Monday, December 08, 2008

Counting hate crimes, one year after the shooting stopped

This Tuesday marks the anniversary of the attacks on the Youth with a Mission dormitory (not three miles from my Arvada home) and New Life Church in Colorado Springs. Had Matthew Murray not been stopped by a security guard’s bullet, the number of victims slain could have reached the double digits.

Some of us went to church that Sunday evening wondering if the violence was over. “Could an unknown accomplice of the shooter be prepared to add Christian blood to Christian worship?” we thought to ourselves.

In the attacks’ aftermath, the killer’s self-pitying laments and his and Christian-hating rants posted to the internet attracted considerable media attention.

The media narrative soon focused upon his strict upbringing, too often granting prima facie credibility to Murray’s self-serving claims to have been warped in childhood by his Pentecostal parents.

A former roommate’s comments also helped media dismiss the gunman as mentally disturbed.

Last December I intuited that Murray’s reported claim to hear voices was meant to entertain himself and shock his peers.
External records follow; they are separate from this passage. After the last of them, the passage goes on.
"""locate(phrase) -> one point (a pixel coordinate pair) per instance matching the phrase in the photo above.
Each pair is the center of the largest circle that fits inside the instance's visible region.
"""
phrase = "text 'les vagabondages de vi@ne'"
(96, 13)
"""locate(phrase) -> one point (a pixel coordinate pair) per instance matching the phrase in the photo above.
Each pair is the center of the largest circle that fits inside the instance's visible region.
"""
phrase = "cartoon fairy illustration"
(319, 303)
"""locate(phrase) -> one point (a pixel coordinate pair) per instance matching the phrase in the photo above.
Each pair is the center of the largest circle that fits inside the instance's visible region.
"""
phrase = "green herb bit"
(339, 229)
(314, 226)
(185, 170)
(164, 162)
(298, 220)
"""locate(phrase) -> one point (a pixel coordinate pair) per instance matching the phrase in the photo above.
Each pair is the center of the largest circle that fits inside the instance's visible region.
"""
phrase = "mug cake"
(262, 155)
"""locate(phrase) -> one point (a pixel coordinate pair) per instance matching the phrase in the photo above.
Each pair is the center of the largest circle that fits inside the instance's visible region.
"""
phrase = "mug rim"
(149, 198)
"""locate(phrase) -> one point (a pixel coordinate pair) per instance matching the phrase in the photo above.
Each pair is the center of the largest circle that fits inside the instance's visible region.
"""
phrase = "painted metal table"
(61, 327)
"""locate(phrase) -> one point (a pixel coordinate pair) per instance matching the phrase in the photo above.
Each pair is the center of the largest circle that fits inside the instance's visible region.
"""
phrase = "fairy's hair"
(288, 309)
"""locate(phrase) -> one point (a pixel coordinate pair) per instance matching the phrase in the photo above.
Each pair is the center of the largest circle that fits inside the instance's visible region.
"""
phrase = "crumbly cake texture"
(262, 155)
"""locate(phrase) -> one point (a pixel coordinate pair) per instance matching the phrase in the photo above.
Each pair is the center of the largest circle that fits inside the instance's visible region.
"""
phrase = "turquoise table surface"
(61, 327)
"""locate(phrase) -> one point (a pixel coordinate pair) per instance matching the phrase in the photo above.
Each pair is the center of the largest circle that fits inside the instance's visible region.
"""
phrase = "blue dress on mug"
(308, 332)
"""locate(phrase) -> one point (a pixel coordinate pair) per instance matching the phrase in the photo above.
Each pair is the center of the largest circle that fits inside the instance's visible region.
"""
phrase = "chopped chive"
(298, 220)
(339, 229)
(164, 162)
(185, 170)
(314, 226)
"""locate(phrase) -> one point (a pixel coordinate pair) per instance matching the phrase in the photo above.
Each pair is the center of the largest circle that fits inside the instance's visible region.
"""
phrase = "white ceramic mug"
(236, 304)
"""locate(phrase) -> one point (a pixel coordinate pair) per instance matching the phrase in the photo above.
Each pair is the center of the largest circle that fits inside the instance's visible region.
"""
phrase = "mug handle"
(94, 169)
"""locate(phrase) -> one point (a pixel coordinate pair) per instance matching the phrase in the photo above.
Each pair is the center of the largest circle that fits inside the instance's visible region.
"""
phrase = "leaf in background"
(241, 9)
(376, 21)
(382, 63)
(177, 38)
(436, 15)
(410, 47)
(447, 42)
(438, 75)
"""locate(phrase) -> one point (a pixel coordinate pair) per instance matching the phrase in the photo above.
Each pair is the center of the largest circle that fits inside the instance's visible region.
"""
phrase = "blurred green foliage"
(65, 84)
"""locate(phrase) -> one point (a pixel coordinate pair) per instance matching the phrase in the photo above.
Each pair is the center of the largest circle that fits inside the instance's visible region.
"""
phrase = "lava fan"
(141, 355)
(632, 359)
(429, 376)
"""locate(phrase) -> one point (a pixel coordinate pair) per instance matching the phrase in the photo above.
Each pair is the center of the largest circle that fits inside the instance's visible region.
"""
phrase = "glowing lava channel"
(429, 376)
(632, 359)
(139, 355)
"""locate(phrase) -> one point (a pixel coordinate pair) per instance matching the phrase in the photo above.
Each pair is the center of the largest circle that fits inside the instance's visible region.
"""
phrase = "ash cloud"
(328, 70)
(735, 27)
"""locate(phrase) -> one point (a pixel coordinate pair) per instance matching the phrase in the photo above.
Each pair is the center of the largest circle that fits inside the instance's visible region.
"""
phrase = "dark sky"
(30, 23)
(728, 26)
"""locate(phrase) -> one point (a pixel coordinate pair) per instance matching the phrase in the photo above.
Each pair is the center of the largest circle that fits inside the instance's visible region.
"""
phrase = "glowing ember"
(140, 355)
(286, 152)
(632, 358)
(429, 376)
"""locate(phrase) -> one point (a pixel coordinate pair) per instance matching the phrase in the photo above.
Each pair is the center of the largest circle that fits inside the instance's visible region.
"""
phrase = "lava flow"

Reports that he claimed to have committed a sexual assault for “shock value” only confirm me in that opinion.

For those of us unable to ignore the attack as a mere psychological eruption, Murray’s own words linger.

“You Christians brought this on yourselves!” read one of his messages posted between attacks. Another declared “Christian America… this is YOUR Columbine!”

There is no question of his malice, and there is no question about whom it targets.

Thus it is disturbing to discover that Murray’s crimes were never classified as hate crimes in the reports of both the Colorado Bureau of Investigation and the FBI. This despite the FBI’s definition of a hate crime as one that is motivated “in whole or in part” by bias against a religion or other protected categories.

Catholic News Agency quotes a sergeant at the Colorado Springs Police Department who said “I think that the general feeling [at the department] was that it was not so much bias but retaliation.”

It is easy to criticize police officials for not checking the right boxes on a report after they’ve explored the mind of an aspiring mass murderer. However, had an ex-Muslim shot up a mosque while ranting about the evils of Islam, it is hard to believe his murders would not be classified as hate crimes.

In my view, hate crimes should not stand in their own legal category. Difficulties in establishing motive are obvious, while any necessary penalties may be assessed in sentencing based upon prosecutorial or judicial discretion.

But state and national statistics concerning bias crimes are used to understand good and bad trends in society. If we must have such statistics, we should at least insist they be minimally consistent. That’s the whole purpose of the FBI’s Unified Crime Report.

Minority groups such as Jews are understandably very vigilant about bias crimes. This vigilance is perhaps not shared by people from more popular denominations, who are more likely to dismiss various crimes as outliers rather than consider them a portent of something worse.

Local officers too might think with such habits. Are bias crimes against well-populated religious denominations more likely to be underreported because they are not “vulnerable” minorities? That’s a story in itself.

New Life Church has a national profile, but that doesn’t render it impervious to hate crimes. In fact, the prominence and the criminal antics of its disgraced former pastor Ted Haggard probably made the attacks more likely.

But Haggard should not distract us from those who died.

Murray attacked strangers who had nothing more than a religious affiliation in common. If Murray’s murders do not qualify as hate crimes, it is hard for the lay observer to say what would.

3 comments:

W.LindsayWheeler said...

When in the history of Western Civilization has there been any legal promotion of "Hate crimes"? Not until recently.

Are you not validating the Marxist cultural transformation of this country by acknowledging the existence and use of so-called "hate crimes"?

Are you not to stand up for Western culture and norms or are we to be promoting Marxist sociology/morality?

W.LindsayWheeler said...

I have a pertinent question for him who doesn't engage on his own blog, Is Catholicism nothing more than Marxism? Are catholics just Marxists? Because I can't see a difference anymore.

Kevin J. Jones said...

It's far too lazy to attribute concerns about bias crimes exclusively to Marxists.

Even if the concept were of Marxist origin, even a Marxist might be right once in a while.

And even if hate crimes were a secret Marxist plot to take over everything, that doesn't mean the Marxists are correct in believing hate crimes is an effective tactic for their goal.

I do have concerns that arguing on the grounds of hate crimes only enables radicalism. However, informing the public of the arbitrary nature of such classifications is one way to advance these concerns.

As for whether all Catholics are Marxists, considering the influence of Marx it is foolish to expect anybody to be pure of him. You're sure to find Marxist influences everywhere, but you're also sure to find Marx influenced by his own historical predecessors.